What both criticisms really reveal is Emanuel's pragmatic political realism and his determination to win.
Politics
ain't beanbag. All those hard-nosed Democrats who feared a teddy bear
administration would try to cuddle its partisan enemies and find itself
brutally de-fluffed have less reason to worry. Bipartisanship really isn't
about airy rhetoric and putting aside the politics of yesterday. The
rhetoric has its place in appealing to the masses -- in tandem with
Obama's huge grassroots organization, still in place -- to apply
pressure from the bottom. But the real work of bipartisanship occurs
around conference tables in meeting rooms with stale donuts and cold
coffee in paper cups. The real work of bipartisanship is a sometimes
ugly game of horse-trading and political pressure and trickery. The
real work of bipartisanship needs a guy who knows the corridors of power, knows everybody's secrets. Bipartisanship demands a bad cop, not a good cop.
Sausages
and legislation, indeed.
So this appointment doesn't necessarily
entail a shift to the center. Then again, maybe it does. That remains to be seen.

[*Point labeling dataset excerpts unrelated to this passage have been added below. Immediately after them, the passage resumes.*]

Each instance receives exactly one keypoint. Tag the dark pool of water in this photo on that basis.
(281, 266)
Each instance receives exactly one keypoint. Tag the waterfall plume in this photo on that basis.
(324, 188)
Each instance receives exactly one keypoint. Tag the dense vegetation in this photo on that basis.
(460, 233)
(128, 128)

What it certainly shows is a determination to pass legislation as quickly and
competently as possible. Previous Democratic administrations spent the
first half of their first term flailing, and Obama's team will
inevitably make its share of missteps, too. But if they want to
minimize mistakes and and maximize legislative effectiveness, Rahm
Emanuel is their guy. Whatever his own colorful personality, he still
fits into the larger narrative of a no drama Obama.

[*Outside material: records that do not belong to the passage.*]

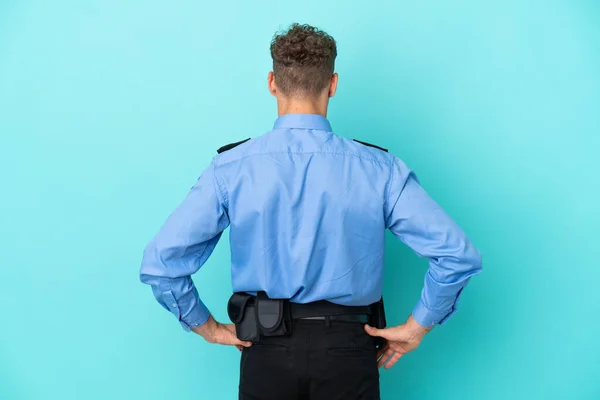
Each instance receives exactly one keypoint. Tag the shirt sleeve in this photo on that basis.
(182, 246)
(419, 222)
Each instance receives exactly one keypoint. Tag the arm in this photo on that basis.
(419, 222)
(180, 248)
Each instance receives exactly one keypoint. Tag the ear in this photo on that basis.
(333, 85)
(271, 84)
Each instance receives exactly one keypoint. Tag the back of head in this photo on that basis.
(303, 60)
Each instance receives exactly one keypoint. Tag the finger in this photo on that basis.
(243, 343)
(384, 359)
(376, 332)
(381, 351)
(392, 360)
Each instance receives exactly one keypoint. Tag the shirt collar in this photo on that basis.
(302, 121)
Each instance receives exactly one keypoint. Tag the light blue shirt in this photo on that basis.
(307, 212)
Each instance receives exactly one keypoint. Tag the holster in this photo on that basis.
(378, 320)
(260, 316)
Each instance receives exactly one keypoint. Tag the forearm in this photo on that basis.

Speaking of missteps: Some have suggested that announcing Rahm Emanuel as Chief of Staff
before anybody else and within 48 hours of winning the Presidency was a
mistake. Whatever Emanuel's merits his controversial selection is a
wobbly first step that might bind Obama's hands from tapping
equally-controversial Larry Summers for Treasury. As Noam Scheiber
puts it:
It's
not just that, if Obama picked Summers, he'd suddenly have two people
in very senior positions who don't quite fit his "no drama" mantra.

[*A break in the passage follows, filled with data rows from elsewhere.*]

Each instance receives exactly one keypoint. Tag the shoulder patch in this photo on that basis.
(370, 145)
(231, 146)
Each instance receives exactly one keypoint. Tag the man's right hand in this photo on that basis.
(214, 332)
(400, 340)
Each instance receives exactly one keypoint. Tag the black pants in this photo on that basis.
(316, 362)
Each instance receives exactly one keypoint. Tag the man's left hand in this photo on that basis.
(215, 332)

It's that he'd have two people who don't quite fit the "no drama" mold
as two of his first appointments.
Worse, he'd have two people whose mere announcements (to say nothing of
they're actual tenures) stirred up more than a little drama--Rahm
because of his public anguishing and Summers because of the lefty
mau-mauing he's already inspiring. . . . [Y]ou only want so many bad,
appointment-related, news cycles out of the gate.
I
think that's wrong. If any President gets a honeymoon in his first
hundred days -- and for Obama it might be his first two hundred -- the
intensity of press adulation in the first 48 hours is even more
staggering. Obama has a huge free pass from the press right now which
makes it
exactly the time to make controversial choices.
Scheiber is right that there's a critical mass of divisive appointments beyond which a negative narrative will stick. But I think it
would take more than Emanuel and Summers.
The reaction on the
left to Obama's choice of Emanuel -- and mere
consideration of Summers --
reminds me of the concern trolling in the week or two in June after
Obama sealed the nomination. Many in the progressive blogosphere
thought their nominee was betraying the cause of liberalism by
abandoning campaign finance reform and not taking a strong stand against FISA. Some were
convinced it would bring about Obama's downfall at the polls in
November.
Right.
So don't listen to anybody who tries to tell you that the
very act of selecting Rahm Emanuel -- or, should he so decide, Larry
Summers -- is going to hobble Obama's administration. Hell, Obama doesn't
even
have an administration yet. Seriously, guys: chill.